Updated: October 20, 2021 11:23 PM
Created: October 20, 2021 07:07 PM
ROCHESTER, N.Y. (WHEC) — Have you ever been at a red light and it sounded like the driver next to you turned their engine off and then when the light turns green they turn it back on?
It's actually a fuel-saving technology called a start-stop system. But does it really save you money and protect the environment? News10NBC's Nikki Rudd is checking the facts.
With the price of gas these days, we all want to be more fuel-efficient! That's where the start-stop system comes in.
"Basically, when you approach zero miles an hour and the car senses your brake pedal is still applied, it'll shut your engine off," explained Patrick De Haan from GasBuddy.

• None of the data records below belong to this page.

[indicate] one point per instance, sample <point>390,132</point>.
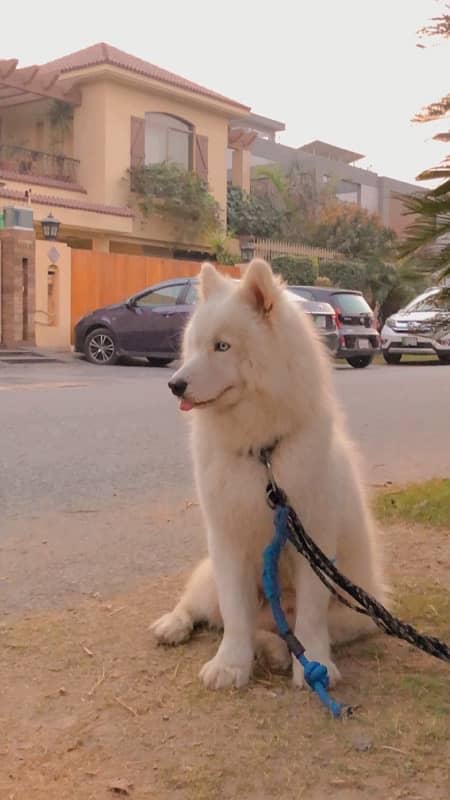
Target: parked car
<point>421,328</point>
<point>150,324</point>
<point>358,337</point>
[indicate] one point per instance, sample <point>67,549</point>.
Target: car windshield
<point>438,300</point>
<point>300,292</point>
<point>350,303</point>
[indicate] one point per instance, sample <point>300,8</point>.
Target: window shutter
<point>201,156</point>
<point>137,142</point>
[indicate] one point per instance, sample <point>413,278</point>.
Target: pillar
<point>240,169</point>
<point>17,285</point>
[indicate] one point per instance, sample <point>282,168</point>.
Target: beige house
<point>71,129</point>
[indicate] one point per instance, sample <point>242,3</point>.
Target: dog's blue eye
<point>221,346</point>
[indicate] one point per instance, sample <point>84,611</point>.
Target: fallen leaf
<point>120,786</point>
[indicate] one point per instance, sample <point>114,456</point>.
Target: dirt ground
<point>92,708</point>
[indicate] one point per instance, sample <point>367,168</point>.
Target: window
<point>435,301</point>
<point>305,293</point>
<point>166,296</point>
<point>350,303</point>
<point>192,295</point>
<point>168,138</point>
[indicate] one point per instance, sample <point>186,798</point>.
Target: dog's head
<point>246,340</point>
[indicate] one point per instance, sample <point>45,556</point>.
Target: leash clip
<point>265,458</point>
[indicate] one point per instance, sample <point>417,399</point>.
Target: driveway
<point>96,486</point>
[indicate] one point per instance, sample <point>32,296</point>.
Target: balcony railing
<point>37,164</point>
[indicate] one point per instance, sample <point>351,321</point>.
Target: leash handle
<point>316,674</point>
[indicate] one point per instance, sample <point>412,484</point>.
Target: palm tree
<point>429,232</point>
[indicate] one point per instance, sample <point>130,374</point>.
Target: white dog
<point>254,375</point>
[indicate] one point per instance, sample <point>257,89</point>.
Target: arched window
<point>168,138</point>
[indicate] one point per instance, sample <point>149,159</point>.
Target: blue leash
<point>289,528</point>
<point>316,674</point>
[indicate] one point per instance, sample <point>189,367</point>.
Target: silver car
<point>421,328</point>
<point>358,337</point>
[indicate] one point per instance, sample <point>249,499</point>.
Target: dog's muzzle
<point>178,388</point>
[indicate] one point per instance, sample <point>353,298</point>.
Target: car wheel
<point>100,347</point>
<point>392,358</point>
<point>359,362</point>
<point>159,362</point>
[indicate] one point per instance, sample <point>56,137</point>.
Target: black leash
<point>330,576</point>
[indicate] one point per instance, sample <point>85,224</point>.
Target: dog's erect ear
<point>259,286</point>
<point>211,281</point>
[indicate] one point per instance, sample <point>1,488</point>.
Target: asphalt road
<point>96,485</point>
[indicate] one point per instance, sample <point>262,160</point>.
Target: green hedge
<point>295,270</point>
<point>347,274</point>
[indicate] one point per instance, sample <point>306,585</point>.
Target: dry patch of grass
<point>88,700</point>
<point>91,708</point>
<point>424,503</point>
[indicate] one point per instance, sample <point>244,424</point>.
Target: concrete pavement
<point>96,485</point>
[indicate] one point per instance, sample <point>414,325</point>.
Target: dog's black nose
<point>178,387</point>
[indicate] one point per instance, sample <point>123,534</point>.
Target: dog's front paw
<point>172,628</point>
<point>334,676</point>
<point>221,674</point>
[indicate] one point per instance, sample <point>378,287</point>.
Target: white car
<point>421,328</point>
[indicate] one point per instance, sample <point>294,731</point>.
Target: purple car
<point>150,324</point>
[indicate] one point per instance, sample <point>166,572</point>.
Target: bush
<point>347,274</point>
<point>170,189</point>
<point>295,269</point>
<point>250,215</point>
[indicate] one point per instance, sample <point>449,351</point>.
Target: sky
<point>344,71</point>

De Haan says car makers started using more of this technology back in 2008 to reach fuel efficiency goals here in the U.S. instead of idling at a red light or railroad crossing your engine shuts off when the brake is fully applied.
"And then as soon as you hit your gas pedal, the starter kicks in and your car restarts," De Haan said.

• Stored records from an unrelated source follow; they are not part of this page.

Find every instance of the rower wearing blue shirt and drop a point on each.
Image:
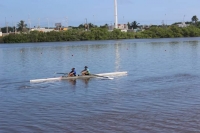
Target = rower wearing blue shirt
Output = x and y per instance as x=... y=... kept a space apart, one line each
x=72 y=73
x=85 y=71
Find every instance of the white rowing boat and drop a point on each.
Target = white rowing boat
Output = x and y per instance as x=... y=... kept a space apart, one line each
x=101 y=75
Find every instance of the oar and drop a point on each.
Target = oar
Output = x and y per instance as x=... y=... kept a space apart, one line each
x=62 y=73
x=103 y=76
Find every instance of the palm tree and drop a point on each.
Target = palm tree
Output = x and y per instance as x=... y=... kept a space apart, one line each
x=21 y=26
x=195 y=19
x=134 y=25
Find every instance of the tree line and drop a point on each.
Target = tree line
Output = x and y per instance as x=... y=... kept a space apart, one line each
x=102 y=33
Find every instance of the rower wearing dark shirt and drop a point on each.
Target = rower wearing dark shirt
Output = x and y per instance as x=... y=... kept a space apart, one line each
x=72 y=73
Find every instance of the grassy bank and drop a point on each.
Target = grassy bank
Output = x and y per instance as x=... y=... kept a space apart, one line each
x=101 y=34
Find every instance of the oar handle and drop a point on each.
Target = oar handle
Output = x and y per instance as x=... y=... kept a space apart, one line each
x=62 y=73
x=103 y=76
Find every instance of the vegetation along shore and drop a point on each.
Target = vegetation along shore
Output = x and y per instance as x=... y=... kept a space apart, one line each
x=83 y=32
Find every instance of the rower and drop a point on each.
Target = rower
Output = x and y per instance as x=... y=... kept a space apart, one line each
x=85 y=71
x=72 y=73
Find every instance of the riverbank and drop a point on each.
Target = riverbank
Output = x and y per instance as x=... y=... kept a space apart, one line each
x=101 y=34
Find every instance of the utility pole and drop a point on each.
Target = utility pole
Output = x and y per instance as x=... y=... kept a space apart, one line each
x=86 y=26
x=116 y=19
x=66 y=23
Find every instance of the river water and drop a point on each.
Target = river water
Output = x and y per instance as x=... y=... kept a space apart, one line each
x=161 y=92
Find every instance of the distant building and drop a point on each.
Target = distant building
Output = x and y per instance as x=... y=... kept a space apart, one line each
x=42 y=29
x=122 y=27
x=182 y=24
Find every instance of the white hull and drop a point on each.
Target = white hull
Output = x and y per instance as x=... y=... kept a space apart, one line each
x=101 y=75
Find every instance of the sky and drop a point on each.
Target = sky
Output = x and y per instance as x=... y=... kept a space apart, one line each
x=46 y=13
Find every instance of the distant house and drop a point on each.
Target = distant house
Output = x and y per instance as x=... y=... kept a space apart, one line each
x=182 y=24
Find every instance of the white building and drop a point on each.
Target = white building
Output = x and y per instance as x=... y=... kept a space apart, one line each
x=183 y=24
x=42 y=29
x=122 y=27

Ok, that sounds great! If your engine isn't running you're obviously saving fuel. However, if you're like Rudd, your dad told you back in the day that turning the car on and off wastes gas!
"There's a lot of myths and misconceptions that turning off the car and then turning it on somehow uses more gas," De Haan said. "That may have been true 40 or 50 years ago, but it's not true anymore."
Take that, Pops!
So exactly how much could you save? It all depends on things like where you live and how many red lights you hit on your commute.

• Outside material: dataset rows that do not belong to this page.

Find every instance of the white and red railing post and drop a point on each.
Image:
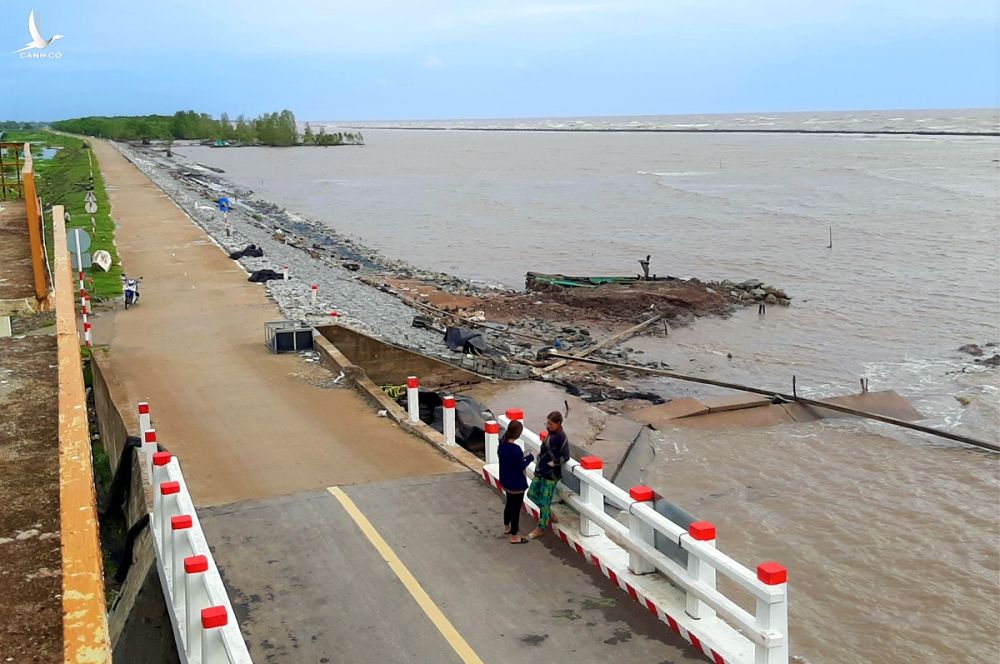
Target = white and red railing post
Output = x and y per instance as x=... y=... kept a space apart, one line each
x=641 y=531
x=591 y=466
x=772 y=615
x=212 y=647
x=158 y=477
x=195 y=595
x=168 y=495
x=700 y=571
x=492 y=438
x=149 y=448
x=195 y=599
x=413 y=398
x=177 y=552
x=145 y=423
x=448 y=420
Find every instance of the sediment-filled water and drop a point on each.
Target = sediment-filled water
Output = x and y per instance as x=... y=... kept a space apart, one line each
x=892 y=537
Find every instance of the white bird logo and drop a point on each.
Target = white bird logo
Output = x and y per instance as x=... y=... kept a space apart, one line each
x=37 y=40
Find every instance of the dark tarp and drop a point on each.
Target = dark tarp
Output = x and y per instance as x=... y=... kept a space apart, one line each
x=265 y=275
x=465 y=340
x=253 y=250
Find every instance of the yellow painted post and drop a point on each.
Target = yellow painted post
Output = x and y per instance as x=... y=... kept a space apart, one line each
x=34 y=229
x=85 y=621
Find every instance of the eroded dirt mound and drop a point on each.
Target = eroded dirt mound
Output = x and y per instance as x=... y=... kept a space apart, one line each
x=611 y=303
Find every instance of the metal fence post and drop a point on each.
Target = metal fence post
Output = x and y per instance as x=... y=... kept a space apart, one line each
x=195 y=599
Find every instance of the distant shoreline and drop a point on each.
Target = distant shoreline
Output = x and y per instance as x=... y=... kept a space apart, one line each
x=650 y=130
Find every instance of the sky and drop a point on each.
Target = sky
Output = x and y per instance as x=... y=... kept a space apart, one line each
x=382 y=60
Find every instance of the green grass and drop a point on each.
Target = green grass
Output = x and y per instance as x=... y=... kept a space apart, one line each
x=64 y=180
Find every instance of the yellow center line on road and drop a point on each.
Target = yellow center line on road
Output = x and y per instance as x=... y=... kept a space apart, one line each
x=448 y=631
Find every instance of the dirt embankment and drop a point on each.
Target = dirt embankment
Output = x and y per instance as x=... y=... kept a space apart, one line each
x=611 y=304
x=30 y=561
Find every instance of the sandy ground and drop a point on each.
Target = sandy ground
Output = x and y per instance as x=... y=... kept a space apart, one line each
x=16 y=280
x=244 y=422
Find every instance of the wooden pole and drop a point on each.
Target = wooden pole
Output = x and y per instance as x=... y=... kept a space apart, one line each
x=604 y=343
x=792 y=398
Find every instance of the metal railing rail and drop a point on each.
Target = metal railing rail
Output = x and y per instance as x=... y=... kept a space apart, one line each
x=201 y=614
x=766 y=627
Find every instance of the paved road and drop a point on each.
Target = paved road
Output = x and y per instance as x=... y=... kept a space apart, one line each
x=340 y=538
x=244 y=422
x=344 y=603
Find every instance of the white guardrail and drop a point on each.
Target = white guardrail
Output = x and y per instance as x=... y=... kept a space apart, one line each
x=736 y=631
x=766 y=628
x=201 y=615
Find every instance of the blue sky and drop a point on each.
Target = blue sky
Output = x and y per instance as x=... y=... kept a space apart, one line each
x=377 y=60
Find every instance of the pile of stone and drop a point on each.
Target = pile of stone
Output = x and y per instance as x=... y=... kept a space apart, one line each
x=754 y=290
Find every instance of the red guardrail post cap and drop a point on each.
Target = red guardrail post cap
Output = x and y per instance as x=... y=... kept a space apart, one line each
x=703 y=531
x=195 y=564
x=772 y=573
x=642 y=494
x=181 y=521
x=214 y=616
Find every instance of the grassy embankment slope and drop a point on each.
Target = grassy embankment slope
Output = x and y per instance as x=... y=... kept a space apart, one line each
x=64 y=180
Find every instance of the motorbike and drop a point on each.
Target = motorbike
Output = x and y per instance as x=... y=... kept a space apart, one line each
x=130 y=290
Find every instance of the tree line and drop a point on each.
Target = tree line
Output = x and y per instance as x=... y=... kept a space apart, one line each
x=272 y=129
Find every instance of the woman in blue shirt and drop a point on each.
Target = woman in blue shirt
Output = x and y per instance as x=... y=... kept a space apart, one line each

"You can probably come out anywhere from 5% to 8% ahead," De Haan said. "That doesn't sound like a lot, but when you're spending over $1,000 a year on gasoline that can add up to a free night out on the town."
AAA says the technology also cuts down on greenhouse emissions by about 5% to 7%.
So back to the claim that the start-stop system can save you money and protect the environment, according to De Haan that is a fact.
"Every little bit of fuel that you save adds up," De Haan said.
Rudd's dad has the Toyota Prius which has had this technology since 1997. However, the technology has been in cars in Europe since the early 1980s.